Игры в бисер
- Автор: Александр Генис
- Жанр: Современная проза / Публицистика
Читать книгу "Игры в бисер"
5. Сутин
Его интересовало не сходство с моделью, а выразительность мазка, за приключениями которого можно судить, уткнувшись в холст. Как у Ван Гога, тут повсюду густые пласты сумасшедшего желтого кадмия. Но Сутин идет дальше. Его краски сгущаются от картины к картине, превращаясь в оргию цвета, ведущего самостоятельную, независимую от образа жизнь. Если мазок Шагала, с которым его естественно сравнить, напоминает о мозаике или витраже, то у Сутина кисть, оставляя на полотне сгустки краски, ведет к лепке, вырываясь в трехмерный мир.
Шагал и Сутин вышли из местечковой среды, где художнику не было места. Оба выросли в религиозных семьях, других евреев в местечках не было. Вырвавшись в большой мир, они сохранили связь с корнями, но по-разному.
Для Шагала местечко – рай. Он всю жизнь писал этот восхитительный мир, где коровы разговаривают, где люди летают от счастья, где даже кабак всегда уютный.

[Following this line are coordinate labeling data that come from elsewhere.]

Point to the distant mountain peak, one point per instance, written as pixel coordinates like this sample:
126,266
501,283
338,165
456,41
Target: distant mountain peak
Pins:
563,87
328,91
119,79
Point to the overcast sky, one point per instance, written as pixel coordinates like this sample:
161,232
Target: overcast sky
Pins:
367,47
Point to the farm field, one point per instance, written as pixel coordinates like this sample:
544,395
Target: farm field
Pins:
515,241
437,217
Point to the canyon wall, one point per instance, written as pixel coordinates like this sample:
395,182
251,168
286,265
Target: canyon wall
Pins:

Для Сутина местечко – ад. Он никогда не писал его, чтобы не возвращаться в детство, но не мог избавиться от воспоминаний, когда создавал свои ни на что не похожие натюрморты.
Мальчиком Хаим увидел, как резник перепилил горло гусю. Невырвавшийся крик вернулся к взрослому Сутину в середине двадцатых, когда художник в экстатическом состоянии, усугубленном упорным постом, писал страшный “птичий цикл”. На всех картинах – по одной убитой птице, и каждой он возвращал индивидуальность, о которой мы не думаем, открывая холодильник. Это не бойня, а казнь невинных. Как в гаитянском вуду и бразильской макумбе, курица тут заменяет двуногую жертву – нас. И чтобы мы ощутили ужас положения, Сутин пишет своих птиц распятыми, в борьбе и агонии.

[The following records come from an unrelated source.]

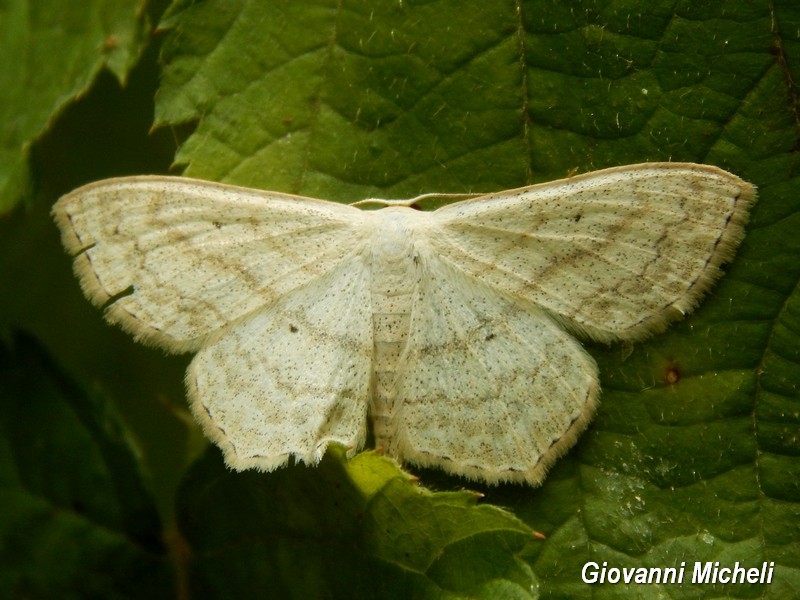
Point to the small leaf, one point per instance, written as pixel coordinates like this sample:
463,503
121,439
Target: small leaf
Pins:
345,529
50,52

Куриная голгофа – вовсе не призыв к сочувствию. Вегетарианство – это паллиатив, не отменяющий насилие, которое вечно нас сопровождает, делая возможным “кровавое искусство жить” (Заболоцкий). Понимая, но не принимая законы природы, Сутин делал видимой их невыносимую жестокость. Этим он возвращал бессюжетной живописи авангарда притчу и мораль, без которой не обходился классический натюрморт.
По Леви-Строссу, граница варварства и цивилизации проходит между сырым и вареным. Дикари пищу не готовят, а едят, какая есть. Примерно то же можно сказать про традицию натюрмортов у ее мэтров. Фламандцы изображают пищу сырой, голландцы – приготовленной. Охотничьи трофеи у Снейдерса предназначены скорее для чучела, чем того скромного застолья, которое так любили писать его голландские преемники.
Сутин шел третьим путем. Его натура – не сырая и не вареная, а именно что мертвая. И это все меняет.